Dov and Akiva were dressed in scarlet pants and shirts, the traditional English hanging dress.
Chapter Fifteen
IT WAS ONE O’CLOCK in the morning. Bruce Sutherland dozed in his library with his head bowed over a book. He sat up quickly, awakened by a sharp knocking. His servant ushered Karen Clement into the room.
Sutherland rubbed his eyes. “What the devil are you doing here this time of night?”
Karen stood before him, trembling.
“Does Kitty know you are here?”
Karen shook her head.
Sutherland led her to a chair. Karen was white and tense. “Have you eaten, Karen?”
“I’m not hungry,” she said.
“Bring her a sandwich and some milk,” Sutherland ordered his servant. “Now see here, young lady, what is all this about?”
“I want to see Dov Landau. You are the only one I know who can help me.”
Sutherland snorted and paced the room with his hands clasped behind him. “Even if I can help you this can only hurt you more. You and Kitty will be leaving Palestine in a few weeks. Why don’t you try to forget him, child?”

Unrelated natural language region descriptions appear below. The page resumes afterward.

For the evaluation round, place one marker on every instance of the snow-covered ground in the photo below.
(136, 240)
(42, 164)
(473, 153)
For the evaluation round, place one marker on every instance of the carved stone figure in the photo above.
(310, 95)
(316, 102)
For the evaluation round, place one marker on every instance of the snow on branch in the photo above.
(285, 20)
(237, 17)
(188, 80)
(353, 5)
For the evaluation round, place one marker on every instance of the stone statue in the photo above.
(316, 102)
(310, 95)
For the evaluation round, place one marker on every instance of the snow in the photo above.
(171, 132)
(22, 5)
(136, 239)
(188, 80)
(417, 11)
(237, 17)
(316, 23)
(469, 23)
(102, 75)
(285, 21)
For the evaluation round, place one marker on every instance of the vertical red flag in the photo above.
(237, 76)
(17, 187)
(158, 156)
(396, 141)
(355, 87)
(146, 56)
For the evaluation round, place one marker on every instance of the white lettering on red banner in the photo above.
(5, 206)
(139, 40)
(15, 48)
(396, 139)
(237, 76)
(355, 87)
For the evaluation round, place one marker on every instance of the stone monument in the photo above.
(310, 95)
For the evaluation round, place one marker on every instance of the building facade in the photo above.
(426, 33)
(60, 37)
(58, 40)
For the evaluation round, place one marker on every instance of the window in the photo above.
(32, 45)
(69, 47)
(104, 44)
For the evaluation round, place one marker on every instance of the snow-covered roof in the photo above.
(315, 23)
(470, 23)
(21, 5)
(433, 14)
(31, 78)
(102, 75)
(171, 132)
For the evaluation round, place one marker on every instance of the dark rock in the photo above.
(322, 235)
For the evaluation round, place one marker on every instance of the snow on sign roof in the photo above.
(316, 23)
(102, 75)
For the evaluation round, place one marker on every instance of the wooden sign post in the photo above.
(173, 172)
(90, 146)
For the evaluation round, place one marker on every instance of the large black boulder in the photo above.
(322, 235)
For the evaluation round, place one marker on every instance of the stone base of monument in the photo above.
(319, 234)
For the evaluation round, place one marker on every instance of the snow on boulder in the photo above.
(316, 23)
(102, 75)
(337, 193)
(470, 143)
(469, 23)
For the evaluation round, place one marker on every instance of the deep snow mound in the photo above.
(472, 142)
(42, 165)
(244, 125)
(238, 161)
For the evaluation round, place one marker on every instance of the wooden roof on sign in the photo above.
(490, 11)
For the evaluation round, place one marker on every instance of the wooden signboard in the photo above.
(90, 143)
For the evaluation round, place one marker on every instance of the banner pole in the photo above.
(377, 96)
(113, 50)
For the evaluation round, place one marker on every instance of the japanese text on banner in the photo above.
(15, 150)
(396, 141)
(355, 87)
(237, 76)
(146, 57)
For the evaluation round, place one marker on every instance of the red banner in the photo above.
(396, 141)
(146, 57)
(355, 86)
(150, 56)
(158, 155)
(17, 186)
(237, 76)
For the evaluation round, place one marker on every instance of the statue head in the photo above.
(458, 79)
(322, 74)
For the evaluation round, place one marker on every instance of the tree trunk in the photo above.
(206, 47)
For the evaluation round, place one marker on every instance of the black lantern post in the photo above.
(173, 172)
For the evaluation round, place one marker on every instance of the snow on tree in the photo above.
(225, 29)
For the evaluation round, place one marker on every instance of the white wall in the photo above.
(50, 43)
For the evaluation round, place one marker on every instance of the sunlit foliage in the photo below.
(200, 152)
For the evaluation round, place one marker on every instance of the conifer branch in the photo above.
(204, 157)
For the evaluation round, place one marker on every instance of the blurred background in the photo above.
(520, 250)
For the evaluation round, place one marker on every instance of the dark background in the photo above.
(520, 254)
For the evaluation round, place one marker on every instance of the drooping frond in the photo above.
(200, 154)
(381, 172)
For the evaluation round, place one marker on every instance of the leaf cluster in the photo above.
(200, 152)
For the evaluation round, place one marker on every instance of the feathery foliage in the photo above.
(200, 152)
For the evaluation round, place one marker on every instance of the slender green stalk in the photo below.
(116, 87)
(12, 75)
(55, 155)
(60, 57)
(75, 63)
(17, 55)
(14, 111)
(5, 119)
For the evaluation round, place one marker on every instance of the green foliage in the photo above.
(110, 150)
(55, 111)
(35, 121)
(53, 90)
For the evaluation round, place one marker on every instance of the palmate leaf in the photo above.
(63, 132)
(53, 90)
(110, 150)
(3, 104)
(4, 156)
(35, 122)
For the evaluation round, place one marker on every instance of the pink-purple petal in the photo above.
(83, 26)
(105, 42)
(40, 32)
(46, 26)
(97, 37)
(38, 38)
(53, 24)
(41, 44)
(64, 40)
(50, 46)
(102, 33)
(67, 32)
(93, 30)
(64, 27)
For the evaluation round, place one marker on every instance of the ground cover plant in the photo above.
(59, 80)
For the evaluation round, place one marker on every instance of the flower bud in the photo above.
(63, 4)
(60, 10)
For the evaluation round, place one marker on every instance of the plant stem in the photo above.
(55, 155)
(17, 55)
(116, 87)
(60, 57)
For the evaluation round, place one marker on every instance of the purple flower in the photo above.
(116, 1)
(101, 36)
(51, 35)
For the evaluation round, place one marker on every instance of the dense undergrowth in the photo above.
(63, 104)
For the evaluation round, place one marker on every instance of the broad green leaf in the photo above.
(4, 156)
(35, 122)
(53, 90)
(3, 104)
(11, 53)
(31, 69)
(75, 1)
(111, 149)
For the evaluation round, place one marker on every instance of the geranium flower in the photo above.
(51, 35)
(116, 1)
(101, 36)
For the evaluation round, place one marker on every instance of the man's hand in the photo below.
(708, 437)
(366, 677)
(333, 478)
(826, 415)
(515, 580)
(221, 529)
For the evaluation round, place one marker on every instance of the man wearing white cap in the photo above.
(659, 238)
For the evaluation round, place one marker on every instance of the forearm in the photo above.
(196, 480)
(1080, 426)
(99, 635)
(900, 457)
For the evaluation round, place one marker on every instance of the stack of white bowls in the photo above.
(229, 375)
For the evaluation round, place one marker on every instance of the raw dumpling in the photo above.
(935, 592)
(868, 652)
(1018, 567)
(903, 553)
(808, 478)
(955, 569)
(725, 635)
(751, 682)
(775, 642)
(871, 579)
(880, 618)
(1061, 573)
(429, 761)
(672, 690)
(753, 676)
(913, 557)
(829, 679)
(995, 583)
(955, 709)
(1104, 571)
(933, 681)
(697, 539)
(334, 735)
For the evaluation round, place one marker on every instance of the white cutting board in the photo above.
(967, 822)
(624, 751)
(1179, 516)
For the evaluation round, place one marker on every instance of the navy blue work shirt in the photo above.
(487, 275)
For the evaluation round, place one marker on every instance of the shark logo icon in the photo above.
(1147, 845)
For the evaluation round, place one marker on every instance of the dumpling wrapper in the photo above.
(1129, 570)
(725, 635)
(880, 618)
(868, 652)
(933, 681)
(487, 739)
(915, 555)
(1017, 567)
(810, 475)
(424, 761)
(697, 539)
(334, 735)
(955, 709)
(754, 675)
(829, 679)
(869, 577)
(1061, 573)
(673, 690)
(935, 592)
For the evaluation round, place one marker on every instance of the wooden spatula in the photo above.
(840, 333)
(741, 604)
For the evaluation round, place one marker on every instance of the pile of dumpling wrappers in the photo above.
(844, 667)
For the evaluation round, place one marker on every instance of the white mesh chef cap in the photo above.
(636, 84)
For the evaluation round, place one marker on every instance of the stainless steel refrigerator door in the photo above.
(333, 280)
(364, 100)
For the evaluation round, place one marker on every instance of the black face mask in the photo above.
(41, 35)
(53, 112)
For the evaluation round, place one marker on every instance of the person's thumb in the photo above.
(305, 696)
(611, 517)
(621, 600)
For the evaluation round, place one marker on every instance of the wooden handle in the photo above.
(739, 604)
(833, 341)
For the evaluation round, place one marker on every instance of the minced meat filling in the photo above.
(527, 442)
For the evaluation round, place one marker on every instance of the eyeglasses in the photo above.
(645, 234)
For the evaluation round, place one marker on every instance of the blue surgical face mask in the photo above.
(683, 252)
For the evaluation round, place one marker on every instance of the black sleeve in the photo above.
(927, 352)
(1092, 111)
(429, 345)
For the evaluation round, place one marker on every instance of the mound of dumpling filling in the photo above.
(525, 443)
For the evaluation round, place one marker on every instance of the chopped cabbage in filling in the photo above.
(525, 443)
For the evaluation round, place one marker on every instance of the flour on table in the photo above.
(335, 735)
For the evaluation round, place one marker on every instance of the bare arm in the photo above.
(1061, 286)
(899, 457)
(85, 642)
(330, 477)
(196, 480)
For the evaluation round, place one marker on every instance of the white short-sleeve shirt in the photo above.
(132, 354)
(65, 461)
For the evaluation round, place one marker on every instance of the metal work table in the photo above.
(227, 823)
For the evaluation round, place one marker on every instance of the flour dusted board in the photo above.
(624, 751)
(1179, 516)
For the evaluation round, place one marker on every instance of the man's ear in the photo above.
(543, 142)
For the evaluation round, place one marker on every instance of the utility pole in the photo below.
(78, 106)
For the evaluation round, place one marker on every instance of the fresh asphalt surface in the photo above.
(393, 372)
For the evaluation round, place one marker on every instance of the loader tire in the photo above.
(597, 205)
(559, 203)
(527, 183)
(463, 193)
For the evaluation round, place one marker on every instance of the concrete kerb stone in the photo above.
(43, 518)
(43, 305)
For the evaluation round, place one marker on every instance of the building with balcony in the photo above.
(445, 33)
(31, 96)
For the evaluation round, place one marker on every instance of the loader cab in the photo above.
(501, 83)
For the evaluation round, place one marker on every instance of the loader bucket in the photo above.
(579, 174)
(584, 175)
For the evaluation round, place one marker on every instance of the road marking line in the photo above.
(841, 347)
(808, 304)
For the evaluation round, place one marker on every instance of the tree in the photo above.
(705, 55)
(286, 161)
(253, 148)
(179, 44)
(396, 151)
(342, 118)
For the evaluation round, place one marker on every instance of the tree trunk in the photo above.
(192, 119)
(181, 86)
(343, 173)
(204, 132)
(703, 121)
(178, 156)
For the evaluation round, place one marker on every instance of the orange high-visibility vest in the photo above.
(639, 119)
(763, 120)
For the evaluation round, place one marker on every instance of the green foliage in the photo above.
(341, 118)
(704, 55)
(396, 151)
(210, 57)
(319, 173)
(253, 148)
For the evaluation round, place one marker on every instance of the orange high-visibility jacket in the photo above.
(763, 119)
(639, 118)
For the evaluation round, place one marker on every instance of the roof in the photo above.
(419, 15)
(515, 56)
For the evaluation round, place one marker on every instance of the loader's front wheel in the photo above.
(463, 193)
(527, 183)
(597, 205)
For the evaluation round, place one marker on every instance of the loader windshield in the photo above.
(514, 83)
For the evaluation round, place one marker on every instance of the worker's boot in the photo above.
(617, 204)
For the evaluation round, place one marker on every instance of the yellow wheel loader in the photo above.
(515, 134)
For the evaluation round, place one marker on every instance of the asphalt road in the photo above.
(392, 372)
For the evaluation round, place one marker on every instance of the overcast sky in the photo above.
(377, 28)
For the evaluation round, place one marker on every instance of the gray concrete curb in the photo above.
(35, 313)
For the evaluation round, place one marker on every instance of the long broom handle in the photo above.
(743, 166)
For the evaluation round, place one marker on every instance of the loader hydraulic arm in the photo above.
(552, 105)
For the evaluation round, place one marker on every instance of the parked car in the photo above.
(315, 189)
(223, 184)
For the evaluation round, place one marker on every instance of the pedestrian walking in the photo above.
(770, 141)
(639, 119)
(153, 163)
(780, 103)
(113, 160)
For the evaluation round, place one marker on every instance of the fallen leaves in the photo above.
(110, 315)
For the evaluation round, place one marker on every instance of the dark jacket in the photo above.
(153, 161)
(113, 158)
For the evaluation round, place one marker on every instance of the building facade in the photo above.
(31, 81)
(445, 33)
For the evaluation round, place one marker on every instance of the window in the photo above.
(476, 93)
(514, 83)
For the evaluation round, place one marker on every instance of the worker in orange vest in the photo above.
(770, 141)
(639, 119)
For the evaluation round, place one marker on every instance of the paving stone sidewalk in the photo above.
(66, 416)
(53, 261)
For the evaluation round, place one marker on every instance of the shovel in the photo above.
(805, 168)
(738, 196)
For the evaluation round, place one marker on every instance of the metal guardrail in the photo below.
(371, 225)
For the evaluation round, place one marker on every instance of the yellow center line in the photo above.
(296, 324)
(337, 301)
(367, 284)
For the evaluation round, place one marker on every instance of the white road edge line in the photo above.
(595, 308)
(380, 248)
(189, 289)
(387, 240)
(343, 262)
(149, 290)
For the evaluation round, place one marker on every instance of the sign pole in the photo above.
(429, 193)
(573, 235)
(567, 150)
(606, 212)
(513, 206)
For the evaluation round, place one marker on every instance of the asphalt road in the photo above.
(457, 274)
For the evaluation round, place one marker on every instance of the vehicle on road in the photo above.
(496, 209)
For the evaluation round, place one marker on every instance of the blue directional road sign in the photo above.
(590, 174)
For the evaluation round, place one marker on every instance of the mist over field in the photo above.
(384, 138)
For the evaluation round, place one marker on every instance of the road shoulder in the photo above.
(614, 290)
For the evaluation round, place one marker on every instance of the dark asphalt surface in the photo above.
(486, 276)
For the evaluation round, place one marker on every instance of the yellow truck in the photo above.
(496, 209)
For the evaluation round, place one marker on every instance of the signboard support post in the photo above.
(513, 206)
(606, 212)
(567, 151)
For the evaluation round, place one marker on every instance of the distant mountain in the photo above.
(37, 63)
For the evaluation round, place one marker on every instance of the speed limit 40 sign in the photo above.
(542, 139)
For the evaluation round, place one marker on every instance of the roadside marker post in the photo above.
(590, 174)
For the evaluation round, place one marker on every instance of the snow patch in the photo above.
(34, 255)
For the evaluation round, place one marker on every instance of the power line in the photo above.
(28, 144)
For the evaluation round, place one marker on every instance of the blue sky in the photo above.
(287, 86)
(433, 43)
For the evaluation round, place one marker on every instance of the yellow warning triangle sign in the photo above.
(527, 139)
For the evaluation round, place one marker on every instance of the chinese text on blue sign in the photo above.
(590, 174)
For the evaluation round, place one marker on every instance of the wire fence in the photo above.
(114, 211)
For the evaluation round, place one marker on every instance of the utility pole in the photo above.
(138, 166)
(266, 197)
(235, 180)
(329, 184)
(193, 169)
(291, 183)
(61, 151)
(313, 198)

“Please,” she pleaded. “I know all the reasons why I have thought of nothing else since he was captured. I must see him once more. Please help me, General Sutherland, please.”
“I’ll do what I can,” he said. “First, let me call Kitty and tell her you are here. She is probably half out of her mind. You had no business traveling through Arab country as you did.”
The next morning Sutherland called Jerusalem. The high commissioner was quick in granting the request. The British were still trying to get Dov and Akiva to change their minds and were willing to grab at any straws. There was a possibility that Karen’s visit could break the armor of Dov’s defiance. It was arranged quickly. Kitty left Gan Dafna and was picked up in Safed by Sutherland, whence the three drove to Nahariya on the coast. There from the police station an escort took them directly into Acre jail, where they were taken to the warden’s office.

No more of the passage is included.